4Regional Statistics & Visualization
For each region and year, we compute:
- Average Feature Vector: Mean of all 65 dimensions across pixels within the region polygon
- Temporal Variance: Standard deviation of feature vectors across years
- Point Count: Number of satellite pixels assigned to the region (data coverage indicator)

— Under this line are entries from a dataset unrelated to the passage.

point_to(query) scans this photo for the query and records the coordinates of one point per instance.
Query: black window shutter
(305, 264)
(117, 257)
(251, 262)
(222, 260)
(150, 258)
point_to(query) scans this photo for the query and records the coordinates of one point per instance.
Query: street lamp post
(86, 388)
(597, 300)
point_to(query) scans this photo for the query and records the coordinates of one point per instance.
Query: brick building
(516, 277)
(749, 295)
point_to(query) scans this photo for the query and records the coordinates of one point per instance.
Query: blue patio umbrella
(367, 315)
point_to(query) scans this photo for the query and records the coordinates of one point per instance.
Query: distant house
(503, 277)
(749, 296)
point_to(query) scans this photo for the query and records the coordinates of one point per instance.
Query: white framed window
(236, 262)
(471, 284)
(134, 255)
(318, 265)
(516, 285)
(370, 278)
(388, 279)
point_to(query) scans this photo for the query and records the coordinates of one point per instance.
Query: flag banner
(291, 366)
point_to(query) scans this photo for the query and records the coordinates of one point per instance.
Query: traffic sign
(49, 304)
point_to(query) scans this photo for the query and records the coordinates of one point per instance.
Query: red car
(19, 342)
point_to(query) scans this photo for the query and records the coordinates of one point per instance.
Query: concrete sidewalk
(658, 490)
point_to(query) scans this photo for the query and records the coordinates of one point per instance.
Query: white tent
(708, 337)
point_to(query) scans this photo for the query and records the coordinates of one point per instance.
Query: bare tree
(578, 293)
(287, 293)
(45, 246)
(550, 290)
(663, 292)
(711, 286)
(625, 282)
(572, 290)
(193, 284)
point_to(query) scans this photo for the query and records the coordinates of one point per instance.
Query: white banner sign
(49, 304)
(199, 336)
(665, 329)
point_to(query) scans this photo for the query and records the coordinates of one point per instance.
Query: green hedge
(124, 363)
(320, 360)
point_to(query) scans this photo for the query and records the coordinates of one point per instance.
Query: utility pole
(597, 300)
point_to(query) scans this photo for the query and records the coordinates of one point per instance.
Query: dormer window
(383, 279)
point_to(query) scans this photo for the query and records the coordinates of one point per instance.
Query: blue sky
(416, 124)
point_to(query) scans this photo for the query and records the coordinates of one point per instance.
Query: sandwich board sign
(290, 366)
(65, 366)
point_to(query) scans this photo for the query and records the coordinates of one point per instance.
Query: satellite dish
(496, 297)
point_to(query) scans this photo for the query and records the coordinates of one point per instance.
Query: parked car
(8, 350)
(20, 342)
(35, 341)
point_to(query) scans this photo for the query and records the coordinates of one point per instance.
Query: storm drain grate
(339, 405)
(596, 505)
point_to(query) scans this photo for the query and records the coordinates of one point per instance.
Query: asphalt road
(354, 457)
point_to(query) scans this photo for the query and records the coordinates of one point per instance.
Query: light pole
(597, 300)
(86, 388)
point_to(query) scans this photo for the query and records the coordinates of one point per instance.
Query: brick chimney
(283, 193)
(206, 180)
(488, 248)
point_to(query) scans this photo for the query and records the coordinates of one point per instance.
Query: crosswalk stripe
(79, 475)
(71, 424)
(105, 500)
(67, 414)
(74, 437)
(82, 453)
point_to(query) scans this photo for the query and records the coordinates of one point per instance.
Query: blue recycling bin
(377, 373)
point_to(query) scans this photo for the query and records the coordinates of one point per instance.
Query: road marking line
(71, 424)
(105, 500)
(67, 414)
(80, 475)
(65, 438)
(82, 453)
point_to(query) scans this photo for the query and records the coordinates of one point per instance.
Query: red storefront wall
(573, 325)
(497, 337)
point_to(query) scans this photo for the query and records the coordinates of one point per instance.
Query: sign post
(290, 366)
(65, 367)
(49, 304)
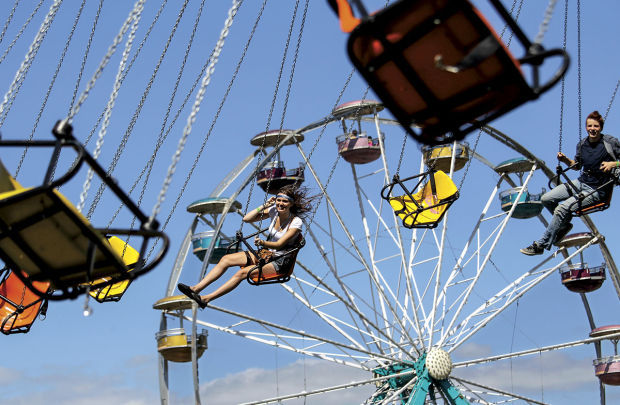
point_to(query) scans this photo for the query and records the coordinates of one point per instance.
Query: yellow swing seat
(425, 208)
(46, 237)
(114, 292)
(19, 306)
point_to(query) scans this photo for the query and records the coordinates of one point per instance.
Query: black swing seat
(595, 206)
(426, 207)
(46, 237)
(255, 274)
(439, 66)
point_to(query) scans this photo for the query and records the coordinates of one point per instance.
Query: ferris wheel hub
(438, 363)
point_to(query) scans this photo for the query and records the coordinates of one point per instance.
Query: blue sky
(111, 355)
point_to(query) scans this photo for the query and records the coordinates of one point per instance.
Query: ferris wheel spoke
(330, 320)
(537, 350)
(409, 298)
(498, 233)
(503, 299)
(347, 299)
(490, 391)
(353, 353)
(380, 290)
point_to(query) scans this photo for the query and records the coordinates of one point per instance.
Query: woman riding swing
(286, 211)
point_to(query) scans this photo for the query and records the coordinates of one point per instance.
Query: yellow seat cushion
(427, 208)
(49, 239)
(113, 292)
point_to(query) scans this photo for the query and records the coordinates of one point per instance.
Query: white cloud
(255, 384)
(550, 371)
(79, 386)
(8, 376)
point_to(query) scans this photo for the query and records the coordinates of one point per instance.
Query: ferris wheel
(403, 305)
(419, 289)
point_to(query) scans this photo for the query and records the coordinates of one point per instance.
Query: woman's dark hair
(596, 116)
(302, 203)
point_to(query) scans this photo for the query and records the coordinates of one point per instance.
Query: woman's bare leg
(233, 259)
(234, 282)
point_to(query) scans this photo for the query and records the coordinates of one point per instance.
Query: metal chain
(545, 23)
(20, 76)
(128, 69)
(470, 159)
(106, 58)
(51, 85)
(8, 20)
(271, 109)
(473, 151)
(21, 30)
(163, 134)
(402, 154)
(213, 122)
(112, 100)
(579, 65)
(85, 57)
(613, 96)
(199, 97)
(121, 146)
(561, 129)
(294, 64)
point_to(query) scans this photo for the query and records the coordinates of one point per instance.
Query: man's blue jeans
(562, 202)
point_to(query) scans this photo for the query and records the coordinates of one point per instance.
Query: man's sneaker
(533, 249)
(562, 232)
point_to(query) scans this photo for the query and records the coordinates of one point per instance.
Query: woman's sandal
(184, 288)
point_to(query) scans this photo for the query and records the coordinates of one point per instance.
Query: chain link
(163, 133)
(121, 147)
(611, 101)
(199, 97)
(402, 154)
(51, 85)
(561, 129)
(106, 58)
(271, 110)
(21, 30)
(544, 26)
(85, 57)
(112, 100)
(8, 20)
(579, 66)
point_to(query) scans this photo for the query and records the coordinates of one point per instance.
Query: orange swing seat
(441, 69)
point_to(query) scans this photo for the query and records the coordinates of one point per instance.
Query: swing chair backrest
(439, 65)
(256, 276)
(19, 306)
(428, 206)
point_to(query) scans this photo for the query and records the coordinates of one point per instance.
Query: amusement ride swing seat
(426, 208)
(255, 275)
(438, 65)
(19, 306)
(595, 206)
(45, 236)
(114, 292)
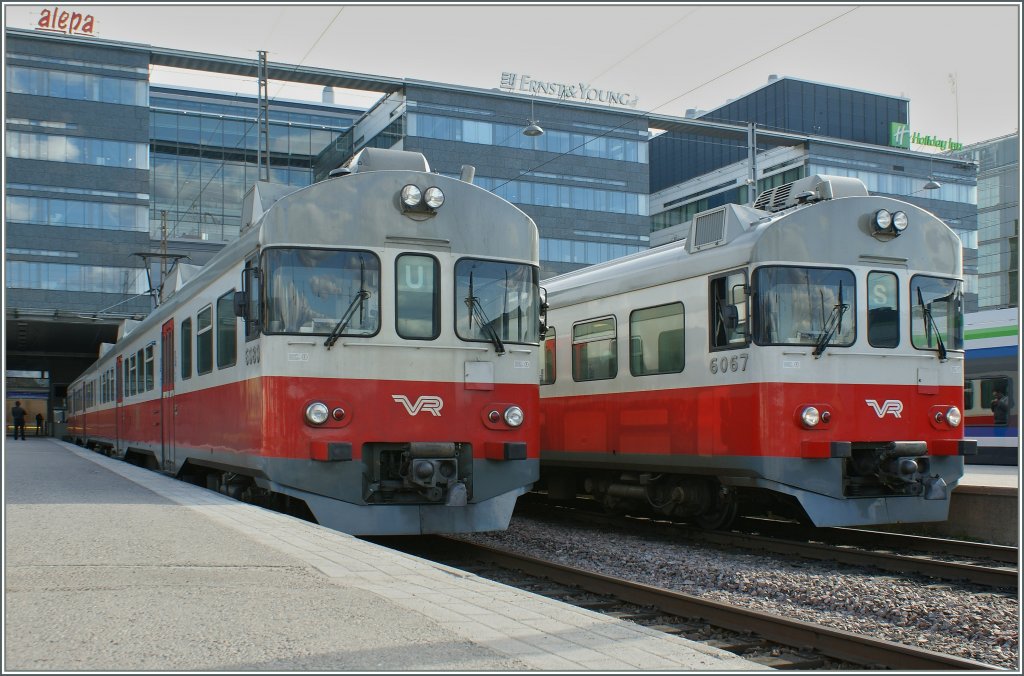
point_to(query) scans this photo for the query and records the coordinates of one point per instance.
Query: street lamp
(532, 129)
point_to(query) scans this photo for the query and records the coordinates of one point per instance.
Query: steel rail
(833, 642)
(891, 540)
(780, 542)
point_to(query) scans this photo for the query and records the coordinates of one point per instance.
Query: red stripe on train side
(265, 416)
(758, 419)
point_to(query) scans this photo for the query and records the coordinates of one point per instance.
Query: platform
(114, 567)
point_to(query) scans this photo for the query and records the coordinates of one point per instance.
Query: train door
(167, 405)
(119, 405)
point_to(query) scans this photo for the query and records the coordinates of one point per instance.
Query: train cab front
(861, 469)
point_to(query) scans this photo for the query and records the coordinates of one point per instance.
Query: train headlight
(899, 221)
(810, 417)
(433, 197)
(513, 416)
(883, 220)
(411, 196)
(316, 413)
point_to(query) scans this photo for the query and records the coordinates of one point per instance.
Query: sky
(957, 64)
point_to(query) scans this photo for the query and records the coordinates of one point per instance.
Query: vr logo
(428, 403)
(894, 407)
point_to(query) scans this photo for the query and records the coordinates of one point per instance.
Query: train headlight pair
(415, 199)
(886, 222)
(951, 416)
(317, 413)
(811, 417)
(513, 416)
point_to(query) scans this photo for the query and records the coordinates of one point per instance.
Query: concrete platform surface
(113, 567)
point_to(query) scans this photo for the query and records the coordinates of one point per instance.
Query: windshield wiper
(833, 324)
(360, 297)
(931, 326)
(476, 311)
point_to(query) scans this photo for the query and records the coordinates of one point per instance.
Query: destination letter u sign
(428, 403)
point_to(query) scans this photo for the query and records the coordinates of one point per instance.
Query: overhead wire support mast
(263, 122)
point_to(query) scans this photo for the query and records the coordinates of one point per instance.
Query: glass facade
(568, 197)
(510, 135)
(998, 220)
(79, 86)
(77, 150)
(205, 158)
(75, 213)
(67, 277)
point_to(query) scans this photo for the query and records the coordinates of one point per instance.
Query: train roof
(819, 220)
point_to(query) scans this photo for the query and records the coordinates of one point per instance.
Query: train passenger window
(251, 287)
(323, 291)
(497, 302)
(204, 340)
(148, 368)
(728, 308)
(133, 374)
(548, 365)
(139, 375)
(186, 348)
(656, 340)
(417, 306)
(989, 386)
(227, 331)
(594, 349)
(805, 306)
(883, 309)
(936, 313)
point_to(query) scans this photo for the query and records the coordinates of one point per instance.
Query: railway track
(777, 642)
(979, 563)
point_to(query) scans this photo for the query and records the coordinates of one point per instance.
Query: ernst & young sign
(579, 91)
(61, 20)
(901, 136)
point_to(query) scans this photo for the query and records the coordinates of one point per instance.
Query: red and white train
(367, 350)
(804, 356)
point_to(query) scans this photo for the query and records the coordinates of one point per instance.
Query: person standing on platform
(1000, 408)
(17, 413)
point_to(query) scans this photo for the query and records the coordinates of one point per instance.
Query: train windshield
(936, 313)
(805, 306)
(496, 302)
(323, 291)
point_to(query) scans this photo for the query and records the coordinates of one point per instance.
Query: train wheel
(721, 515)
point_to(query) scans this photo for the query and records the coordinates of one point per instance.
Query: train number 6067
(734, 364)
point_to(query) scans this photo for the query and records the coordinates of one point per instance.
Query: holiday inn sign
(901, 136)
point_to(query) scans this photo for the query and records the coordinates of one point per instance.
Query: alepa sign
(579, 91)
(69, 23)
(901, 136)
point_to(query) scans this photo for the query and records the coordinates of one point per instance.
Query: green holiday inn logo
(899, 134)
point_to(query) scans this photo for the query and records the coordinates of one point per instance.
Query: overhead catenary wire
(647, 113)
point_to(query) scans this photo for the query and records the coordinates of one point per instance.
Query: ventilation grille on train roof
(774, 199)
(810, 188)
(709, 228)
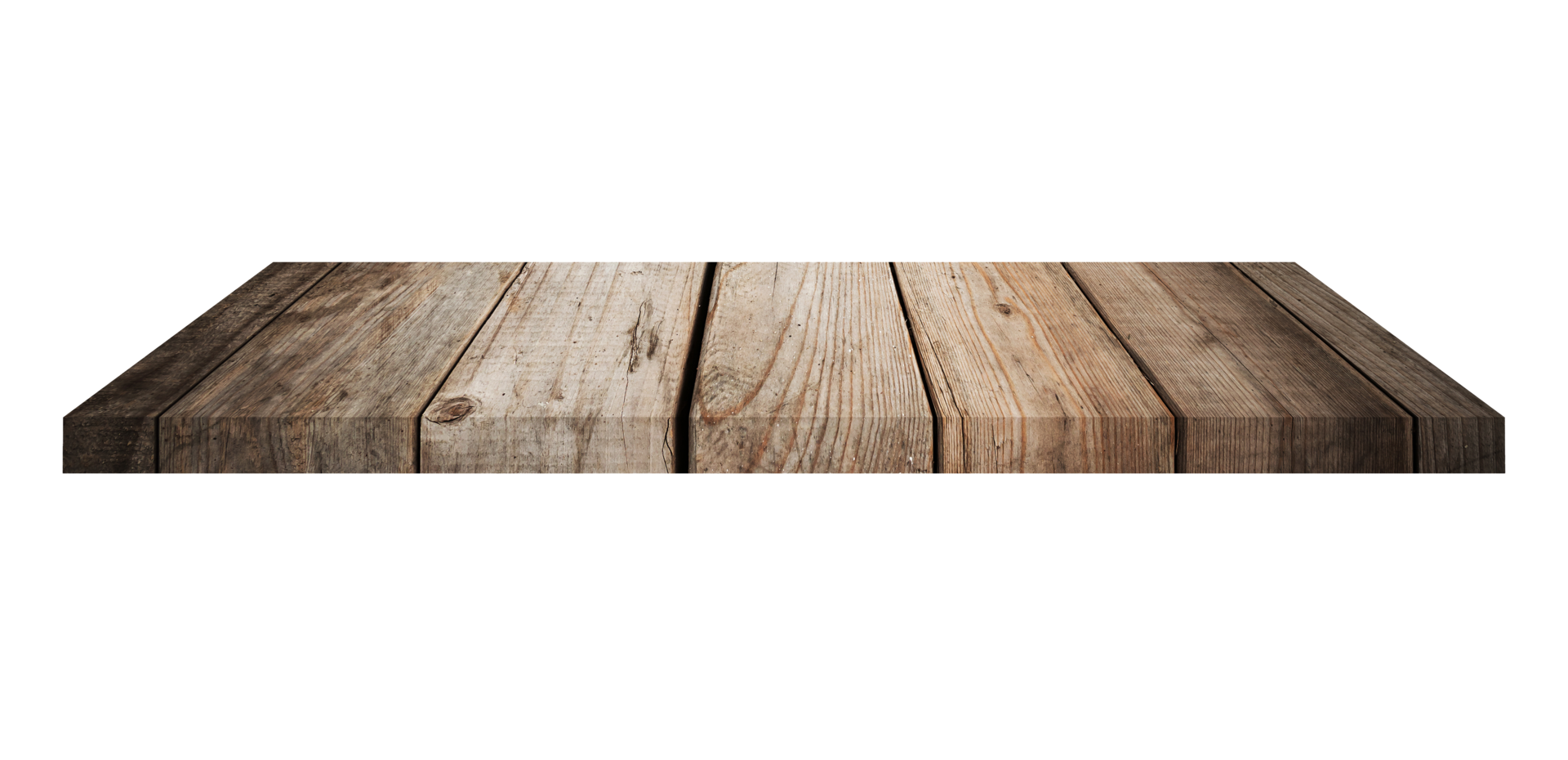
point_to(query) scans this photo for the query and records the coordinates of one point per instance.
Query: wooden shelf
(712, 368)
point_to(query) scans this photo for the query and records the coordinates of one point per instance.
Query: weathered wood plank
(115, 431)
(581, 371)
(337, 382)
(808, 368)
(1024, 374)
(1455, 431)
(1254, 391)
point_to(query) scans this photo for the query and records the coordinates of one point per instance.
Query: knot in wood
(453, 410)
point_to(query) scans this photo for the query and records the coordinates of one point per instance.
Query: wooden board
(115, 431)
(1024, 374)
(581, 371)
(808, 368)
(337, 382)
(1254, 391)
(1455, 431)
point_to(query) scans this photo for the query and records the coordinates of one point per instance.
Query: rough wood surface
(1455, 431)
(1024, 374)
(1252, 390)
(336, 385)
(808, 368)
(115, 431)
(579, 371)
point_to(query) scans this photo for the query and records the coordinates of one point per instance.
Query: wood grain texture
(1455, 431)
(1024, 374)
(336, 385)
(808, 369)
(115, 431)
(581, 371)
(1254, 391)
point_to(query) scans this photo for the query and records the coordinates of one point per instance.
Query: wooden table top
(794, 366)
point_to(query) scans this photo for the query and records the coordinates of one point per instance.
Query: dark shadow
(61, 373)
(688, 382)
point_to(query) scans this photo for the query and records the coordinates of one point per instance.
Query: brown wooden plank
(1254, 391)
(1455, 431)
(1024, 374)
(808, 368)
(581, 371)
(115, 431)
(337, 382)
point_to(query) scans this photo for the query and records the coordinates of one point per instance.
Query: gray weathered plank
(115, 431)
(579, 371)
(1455, 431)
(1254, 391)
(808, 368)
(339, 380)
(1024, 374)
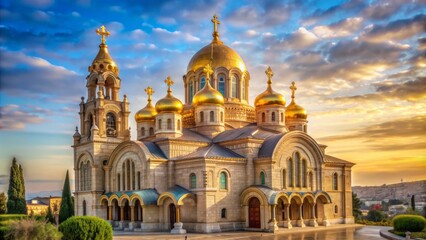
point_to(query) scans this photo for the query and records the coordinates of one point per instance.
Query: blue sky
(359, 66)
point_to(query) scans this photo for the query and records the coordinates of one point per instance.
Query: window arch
(262, 178)
(234, 86)
(223, 180)
(221, 85)
(169, 123)
(335, 181)
(111, 128)
(193, 180)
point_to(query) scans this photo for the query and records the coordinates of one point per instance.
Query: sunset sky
(359, 66)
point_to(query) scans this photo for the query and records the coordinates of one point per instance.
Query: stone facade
(201, 175)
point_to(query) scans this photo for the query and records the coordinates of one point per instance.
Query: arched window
(243, 89)
(335, 184)
(290, 172)
(223, 181)
(202, 82)
(297, 168)
(262, 178)
(234, 86)
(284, 179)
(84, 208)
(223, 213)
(221, 85)
(304, 173)
(169, 123)
(111, 129)
(193, 180)
(191, 90)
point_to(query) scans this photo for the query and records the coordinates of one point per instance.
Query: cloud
(396, 30)
(343, 28)
(13, 118)
(24, 75)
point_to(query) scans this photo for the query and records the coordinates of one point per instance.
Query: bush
(32, 229)
(412, 223)
(85, 228)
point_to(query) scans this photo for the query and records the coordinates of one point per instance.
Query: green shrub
(86, 228)
(32, 229)
(412, 223)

- Change Metrics: Regional-level temporal change scores for comparative analysis
Interactive maps display:
- KML Region Boundaries: Color-coded polygons representing mangrove conservation zones
- Hotspot Markers: Red stars indicating locations with highest temporal change
- Satellite Basemap: High-resolution imagery for visual context
- Popup Statistics: Click markers/regions to view quantitative change metrics
Analysis Results & Visualizations
Hiyagon Wetland (ęÆå±ę ¹ę¹æå°) Temporal Analysis
Comprehensive temporal change analysis of Hiyagon Wetland covering 2017-2024. The visualization below shows six analytical panels revealing environmental dynamics across 11 sub-regions.
Key Findings:
- Most Dynamic Region: Region_12 (Change Score: 0.5940)
- Temporal Coverage: 8 years of AlphaEarth embeddings (2017-2024)
- Top Hotspot: 127.828491°E, 26.312437°N (Euclidean distance: 0.4168)
- Data Points: 896 satellite pixels analyzed across 4 major regions
Panel Descriptions:
Top-left: Regional change scores |
Top-center: Cumulative change in most dynamic region |
Top-right: Year-to-year changes comparison
Bottom-left: Spatial distribution with KML boundaries |
Bottom-center: Feature vector magnitudes over time |
Bottom-right: Maximum point changes per region
Kin/Kokuba River Mangroves Analysis
Note: Kin mangrove analysis encountered coordinate system alignment issues between AlphaEarth pixel locations and KML region boundaries. Zero points were assigned to regions, indicating a potential datum mismatch. Further investigation required to ensure WGS84 coordinate consistency across datasets.
Technical Issue: The Kin mangrove dataset shows 28,760 satellite pixels but none fall within the downloaded KML polygon boundaries. This suggests either:
- Coordinate reference system mismatch (CSV vs KML)
- Incorrect KML file selection from Google Maps database
- Geographic offset in AlphaEarth pixel coordinates
Solution: Verify CSV coordinate ranges match KML polygon bounds and ensure both use WGS84 datum.